Ghasemi Samaneh, Fotouhi Akbar, Moslemi Neda, Chinipardaz Zahra, Kolahi Jafar, Paknejad Mojgan
Int J Oral Maxillofac Implants. 2017 July/August;32(4):759–767. doi: 10.11607/jomi.5364. Epub 2017 Mar 23.
This meta-analysis and systematic review focused on the following question: Does tobacco smoking increase the risk of intra- or postoperative complications of lateral maxillary sinus floor elevation?
The following electronic databases were searched up to and including November 2015 without language restriction: CENTRAL, MEDLINE, Google Scholar, Scopus, Sirous, and Doaj. Studies were included if rates of intra-or postoperative complications of sinus floor elevation in smokers and nonsmokers were recorded separately. The following complications were assessed: sinus membrane perforation, bleeding, wound dehiscence, wound infection, sinusitis, hematoma, and oroantral fistula. The Critical Appraisal Skills Programme was used to assess the risk of bias in included studies. Random-effects meta-analyses were used to assess the number of each complication in smokers and nonsmokers.
Out of 929 eligible publications, 11 articles were included. Meta-analysis of the studies revealed a significantly increased risk of developing wound dehiscence after sinus floor elevation among smokers compared with nonsmokers (Risk Ratio [RR]: 7.82; 95% confidence interval [CI]: 2.38, 25.74; P = .0007). Moreover, risk of developing wound infection was greater in smokers when prospective studies were included in the meta-analysis (RR: 5.33; 95% CI: 1.34, 21.25; P = .02). However, the meta-analysis of included studies did not show significant differences between smokers and nonsmokers concerning risk of sinus membrane perforation and bleeding during sinus floor elevation (P = .46 and P = .33, respectively).
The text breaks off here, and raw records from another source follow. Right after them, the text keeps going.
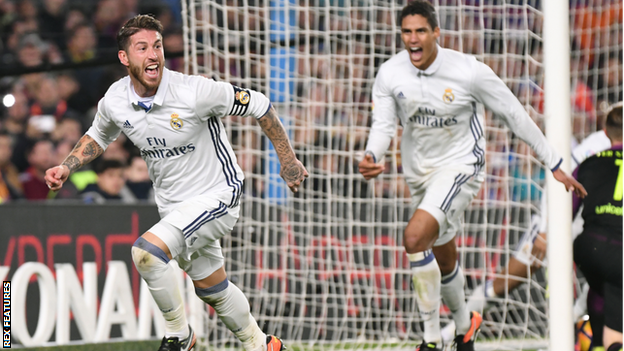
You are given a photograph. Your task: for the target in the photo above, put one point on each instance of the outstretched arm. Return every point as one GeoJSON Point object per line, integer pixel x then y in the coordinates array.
{"type": "Point", "coordinates": [292, 170]}
{"type": "Point", "coordinates": [85, 151]}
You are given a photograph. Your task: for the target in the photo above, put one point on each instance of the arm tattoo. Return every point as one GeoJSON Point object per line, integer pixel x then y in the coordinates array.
{"type": "Point", "coordinates": [85, 151]}
{"type": "Point", "coordinates": [72, 162]}
{"type": "Point", "coordinates": [274, 130]}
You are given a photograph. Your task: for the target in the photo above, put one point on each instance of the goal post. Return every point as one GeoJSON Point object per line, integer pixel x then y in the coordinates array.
{"type": "Point", "coordinates": [559, 133]}
{"type": "Point", "coordinates": [326, 268]}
Considering the lack of randomized controlled trials and the small number of included studies, the results indicate that smoking seems to be associated with increased risk of wound dehiscence and infection after the sinus augmentation procedure.
本荟萃分析和系统评价聚焦于以下问题:吸烟是否会增加上颌窦外侧底提升术术中或术后并发症的风险?
检索了截至2015年11月(包括该月)的以下电子数据库,无语言限制:CENTRAL、MEDLINE、谷歌学术、Scopus、Sirous和Doaj。如果分别记录了吸烟者和非吸烟者窦底提升术术中或术后并发症的发生率,则纳入该研究。评估了以下并发症:窦膜穿孔、出血、伤口裂开、伤口感染、鼻窦炎、血肿和口鼻瘘。采用关键评估技能计划评估纳入研究的偏倚风险。采用随机效应荟萃分析评估吸烟者和非吸烟者每种并发症的数量。
在929篇符合条件的出版物中,纳入了11篇文章。对这些研究的荟萃分析显示,与非吸烟者相比,吸烟者在窦底提升术后发生伤口裂开的风险显著增加(风险比[RR]:7.82;95%置信区间[CI]:2.38,25.74;P = 0.0007)。此外,当荟萃分析纳入前瞻性研究时,吸烟者发生伤口感染的风险更高(RR:5.33;95% CI:1.34,21.25;P = 0.02)。然而,纳入研究的荟萃分析未显示吸烟者和非吸烟者在窦底提升术期间窦膜穿孔和出血风险方面存在显著差异(分别为P = 0.46和P = 0.33)。
考虑到缺乏随机对照试验且纳入研究数量较少,结果表明吸烟似乎与鼻窦增高术后伤口裂开和感染风险增加有关。